NLP - why is "not" a stop word?

23

4

I am trying to remove stop words before performing topic modeling. I noticed that some negation words (not, nor, never, none etc..) are usually considered to be stop words. For example, NLTK, spacy and sklearn include "not" on their stop word lists. However, if we remove "not" from these sentences below they lose the significant meaning and that would not be accurate for topic modeling or sentiment analysis.

1). StackOverflow is helpful      => StackOverflow helpful
2). StackOverflow is not helpful  => StackOverflow helpful

Can anyone please explain why these negation words are typically considered to be stop words?

E.K.

Posted 2016-12-15T22:20:16.537

Reputation: 335

2If you're doing a semantical analysis of sentences, obviously logical connectives are important: (1) iff not (2). If you intend to model the logic of these sentences, keep them out of the stops bag. They're usually thrown in there because from a data mining point of view, the presence of 'not' in a document isn't going to tell us much about the topic to help us distinguish it from other documents; it's not rare enough. There are probably other reasons for ignoring them in nlp tasks. – Hunan Rostomyan – 2016-12-15T22:48:27.803

Answers

24

Stop words are usually thought of as "the most common words in a language". However, other definitions based on different tasks are possible.

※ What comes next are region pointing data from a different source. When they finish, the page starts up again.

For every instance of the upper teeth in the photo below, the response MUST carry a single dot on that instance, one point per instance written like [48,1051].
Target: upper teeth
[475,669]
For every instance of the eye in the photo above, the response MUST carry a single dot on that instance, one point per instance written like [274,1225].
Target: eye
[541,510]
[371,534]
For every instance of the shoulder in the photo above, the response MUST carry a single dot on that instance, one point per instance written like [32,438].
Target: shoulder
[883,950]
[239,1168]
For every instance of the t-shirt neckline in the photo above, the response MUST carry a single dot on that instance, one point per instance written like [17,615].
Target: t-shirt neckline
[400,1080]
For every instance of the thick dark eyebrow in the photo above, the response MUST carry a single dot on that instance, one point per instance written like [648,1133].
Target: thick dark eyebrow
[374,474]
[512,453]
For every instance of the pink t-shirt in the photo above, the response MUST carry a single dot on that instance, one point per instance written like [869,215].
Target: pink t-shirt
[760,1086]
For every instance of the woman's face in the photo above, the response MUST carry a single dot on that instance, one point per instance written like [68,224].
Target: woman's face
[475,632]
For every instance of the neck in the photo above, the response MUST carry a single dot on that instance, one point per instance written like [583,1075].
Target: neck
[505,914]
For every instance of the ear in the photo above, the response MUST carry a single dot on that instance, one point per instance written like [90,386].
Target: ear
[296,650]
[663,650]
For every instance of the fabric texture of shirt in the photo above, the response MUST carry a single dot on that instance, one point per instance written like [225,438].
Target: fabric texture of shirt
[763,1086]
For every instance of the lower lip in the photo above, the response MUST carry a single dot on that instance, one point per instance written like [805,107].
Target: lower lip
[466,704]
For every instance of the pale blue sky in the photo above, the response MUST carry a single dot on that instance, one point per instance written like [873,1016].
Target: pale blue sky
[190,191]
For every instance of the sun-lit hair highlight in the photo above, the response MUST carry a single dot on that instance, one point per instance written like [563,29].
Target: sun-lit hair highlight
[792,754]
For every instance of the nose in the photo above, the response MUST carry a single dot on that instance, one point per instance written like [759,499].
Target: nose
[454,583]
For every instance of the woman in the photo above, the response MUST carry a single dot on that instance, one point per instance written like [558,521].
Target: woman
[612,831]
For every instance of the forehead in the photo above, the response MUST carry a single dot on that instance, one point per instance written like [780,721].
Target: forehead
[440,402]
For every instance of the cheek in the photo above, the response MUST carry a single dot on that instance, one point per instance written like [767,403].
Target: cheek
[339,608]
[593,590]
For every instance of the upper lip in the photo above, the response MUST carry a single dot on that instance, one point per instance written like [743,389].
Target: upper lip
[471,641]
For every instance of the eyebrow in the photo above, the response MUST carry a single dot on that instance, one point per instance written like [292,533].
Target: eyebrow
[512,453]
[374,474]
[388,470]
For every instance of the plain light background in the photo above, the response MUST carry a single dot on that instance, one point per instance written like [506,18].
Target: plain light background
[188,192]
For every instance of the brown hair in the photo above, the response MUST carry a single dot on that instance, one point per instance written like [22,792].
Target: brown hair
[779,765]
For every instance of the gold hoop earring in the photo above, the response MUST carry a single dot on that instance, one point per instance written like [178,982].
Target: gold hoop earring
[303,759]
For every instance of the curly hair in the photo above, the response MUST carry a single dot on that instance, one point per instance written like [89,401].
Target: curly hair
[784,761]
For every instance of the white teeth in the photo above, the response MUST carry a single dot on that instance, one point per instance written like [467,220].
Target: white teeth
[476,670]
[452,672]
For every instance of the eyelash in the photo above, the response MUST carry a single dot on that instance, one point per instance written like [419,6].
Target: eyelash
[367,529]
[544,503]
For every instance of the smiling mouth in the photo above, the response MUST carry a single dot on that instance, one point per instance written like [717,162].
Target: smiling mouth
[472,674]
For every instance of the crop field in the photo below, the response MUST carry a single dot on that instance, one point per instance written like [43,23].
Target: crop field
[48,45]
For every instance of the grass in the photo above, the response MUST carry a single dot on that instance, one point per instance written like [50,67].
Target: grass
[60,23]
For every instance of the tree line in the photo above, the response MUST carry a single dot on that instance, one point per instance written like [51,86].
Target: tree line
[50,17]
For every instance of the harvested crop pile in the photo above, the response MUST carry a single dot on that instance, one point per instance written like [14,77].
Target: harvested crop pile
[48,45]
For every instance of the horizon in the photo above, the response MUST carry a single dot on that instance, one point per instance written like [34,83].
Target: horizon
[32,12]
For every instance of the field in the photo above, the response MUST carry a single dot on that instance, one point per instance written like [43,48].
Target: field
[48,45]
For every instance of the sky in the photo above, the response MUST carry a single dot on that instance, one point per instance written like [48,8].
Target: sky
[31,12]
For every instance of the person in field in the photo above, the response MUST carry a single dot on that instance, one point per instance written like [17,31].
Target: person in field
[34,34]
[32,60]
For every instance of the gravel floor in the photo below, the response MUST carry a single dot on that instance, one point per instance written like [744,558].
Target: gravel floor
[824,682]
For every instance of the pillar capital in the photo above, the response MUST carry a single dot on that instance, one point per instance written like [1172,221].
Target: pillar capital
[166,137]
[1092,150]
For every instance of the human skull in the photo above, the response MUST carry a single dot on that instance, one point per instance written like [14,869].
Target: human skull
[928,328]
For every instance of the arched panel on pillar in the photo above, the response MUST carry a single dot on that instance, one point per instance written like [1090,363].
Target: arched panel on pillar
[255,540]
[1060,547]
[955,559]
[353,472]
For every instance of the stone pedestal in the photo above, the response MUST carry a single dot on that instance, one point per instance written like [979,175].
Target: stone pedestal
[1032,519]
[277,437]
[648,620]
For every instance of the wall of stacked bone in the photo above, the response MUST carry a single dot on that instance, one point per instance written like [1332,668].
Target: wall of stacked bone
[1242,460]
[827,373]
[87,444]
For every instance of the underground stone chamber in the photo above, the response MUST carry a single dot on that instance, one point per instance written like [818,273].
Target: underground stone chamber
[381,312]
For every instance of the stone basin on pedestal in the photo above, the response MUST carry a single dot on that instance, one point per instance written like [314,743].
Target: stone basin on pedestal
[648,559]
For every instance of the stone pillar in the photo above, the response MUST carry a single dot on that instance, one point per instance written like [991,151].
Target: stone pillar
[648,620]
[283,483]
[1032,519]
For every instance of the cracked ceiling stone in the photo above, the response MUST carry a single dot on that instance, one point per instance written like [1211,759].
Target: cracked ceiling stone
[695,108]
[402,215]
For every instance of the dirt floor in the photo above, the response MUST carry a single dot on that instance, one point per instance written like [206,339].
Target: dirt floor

It clearly makes sense to consider 'not' as a stop word if your task is based on word frequencies (e.g. tf–idf analysis for document classification).

If you're concerned with the context (e.g. sentiment analysis) of the text it might make sense to treat negation words differently. Negation changes the so-called valence of a text. This needs to be treated carefully and is usually not trivial. One example would be the Twitter negation corpus. An explanation of the approach is given in this paper.

oW_

Posted 2016-12-15T22:20:16.537

Reputation: 5 477